Nos 27 solutions pour 2019

« Nos solutions pour 2019 », dressent les orientations de la branche propreté et proposent des mesures à destination du législateur pour permettre aux entreprises de propreté de contribuer davantage au développement de l’économie française et au bien-être des citoyens de notre pays.

Cette contribution au débat public s’inscrit à la suite du Livre Bleu de la propreté, présenté à l’occasion de l’année électorale 2017. 

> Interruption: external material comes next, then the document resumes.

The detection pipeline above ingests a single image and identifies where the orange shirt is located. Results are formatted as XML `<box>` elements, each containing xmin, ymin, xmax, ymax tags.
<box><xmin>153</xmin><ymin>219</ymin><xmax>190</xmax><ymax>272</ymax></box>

Retrouvez ci-dessous nos contributions :
 
 

Affirmer le rôle et la place des acteurs économiques et des branches dans la gouvernance et le financement de la formation :

1. Placer les branches comme actrices majeures des politiques de l’emploi, de la formation des salariés et de l’insertion des jeunes et adultes :

•  faciliter l’accès à la qualification et à l’emploi (par l’alternance notamment) en intégrant dans les parcours de formation, des dispositifs d’acquisition de compétences clés de base ;

• laisser aux branches la maîtrise de la politique de certification professionnelle adaptée aux attentes et besoins des salariés et des entreprises, en complément des titres et diplômes ;

• prendre systématiquement en compte les propositions portées par les branches dans la définition des cartes territoriales des formations.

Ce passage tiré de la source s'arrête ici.